His portrayal of street-hustler Mars Blackmon has become one of his most popular characters. The next film, School Daze (1988), though underfunded by Columbia Pictures, and a critical failure, still garnered a profit that was twice the cost of the production and Lee still was able to show his provocative vision. A musical-comedy, the film protrays life on an all-black college campus. His next film would become his most successful. Do the Right Thing about racial tension in a mixed New York neighborhood, was the most controversial film of 1989 before it was even released. After that, people paid much more attention to Lee than they had before. Continually making films that celebrate black culture, including a sort of modern tribute to Jazz in Mo' Better Blues, he also continues to stir up much debate around his films.

Jungle Fever brought up the subject of interracial dating. School Daze brought up the color divisions in the student body. And Do the Right Thing brought up prejudice and racism within urban neighborhoods. By far his most talk-about film, Malcolm X, a biography on the famed black Muslim minister, lead to an almost ironic anti-climax.

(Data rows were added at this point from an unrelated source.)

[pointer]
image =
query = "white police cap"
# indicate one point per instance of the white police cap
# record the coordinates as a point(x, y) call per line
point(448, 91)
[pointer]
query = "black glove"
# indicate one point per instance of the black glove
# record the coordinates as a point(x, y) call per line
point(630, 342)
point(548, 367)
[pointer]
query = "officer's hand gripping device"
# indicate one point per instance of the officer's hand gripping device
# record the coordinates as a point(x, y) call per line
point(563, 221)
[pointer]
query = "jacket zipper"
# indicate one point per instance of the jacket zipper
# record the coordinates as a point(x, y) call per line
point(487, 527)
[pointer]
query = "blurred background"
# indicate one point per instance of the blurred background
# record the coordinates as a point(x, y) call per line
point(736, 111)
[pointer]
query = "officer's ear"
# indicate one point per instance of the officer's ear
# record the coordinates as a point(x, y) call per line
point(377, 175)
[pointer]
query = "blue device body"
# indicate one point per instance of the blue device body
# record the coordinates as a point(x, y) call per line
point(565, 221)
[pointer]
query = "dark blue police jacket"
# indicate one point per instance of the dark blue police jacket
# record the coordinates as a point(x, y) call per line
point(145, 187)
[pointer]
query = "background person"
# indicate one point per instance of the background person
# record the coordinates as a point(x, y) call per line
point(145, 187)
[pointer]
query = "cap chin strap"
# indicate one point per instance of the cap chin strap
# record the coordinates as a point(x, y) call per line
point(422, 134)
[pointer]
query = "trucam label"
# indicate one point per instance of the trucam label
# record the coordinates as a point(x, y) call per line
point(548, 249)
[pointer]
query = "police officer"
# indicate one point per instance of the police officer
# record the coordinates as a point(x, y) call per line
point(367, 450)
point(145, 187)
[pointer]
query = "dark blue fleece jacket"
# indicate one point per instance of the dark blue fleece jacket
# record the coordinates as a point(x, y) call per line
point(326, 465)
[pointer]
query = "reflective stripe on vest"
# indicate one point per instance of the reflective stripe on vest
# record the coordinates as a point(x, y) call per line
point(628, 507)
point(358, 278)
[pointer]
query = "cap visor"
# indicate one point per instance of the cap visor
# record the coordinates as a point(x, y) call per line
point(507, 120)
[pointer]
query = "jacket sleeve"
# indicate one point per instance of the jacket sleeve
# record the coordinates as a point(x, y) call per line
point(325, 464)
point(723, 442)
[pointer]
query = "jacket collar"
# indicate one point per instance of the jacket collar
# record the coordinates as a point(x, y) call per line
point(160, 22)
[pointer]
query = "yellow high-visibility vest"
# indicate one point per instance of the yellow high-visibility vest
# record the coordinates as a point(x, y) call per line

The press seemed to take glee in Lee's complaining on how Warner Bros. had originally planned to have white director Norman Jewison helm the project. Through all the hoopla surrounding the movie, it ended up as one of the most successful, financially, of all Lee's films, thanks in part by the numerous merchandising of X hats, T-shirts and posters, but thanks in larger part to the towering performance by Denzel Washington as the famed black leader. In a way, you could say that the film ended up being Lee's triumph.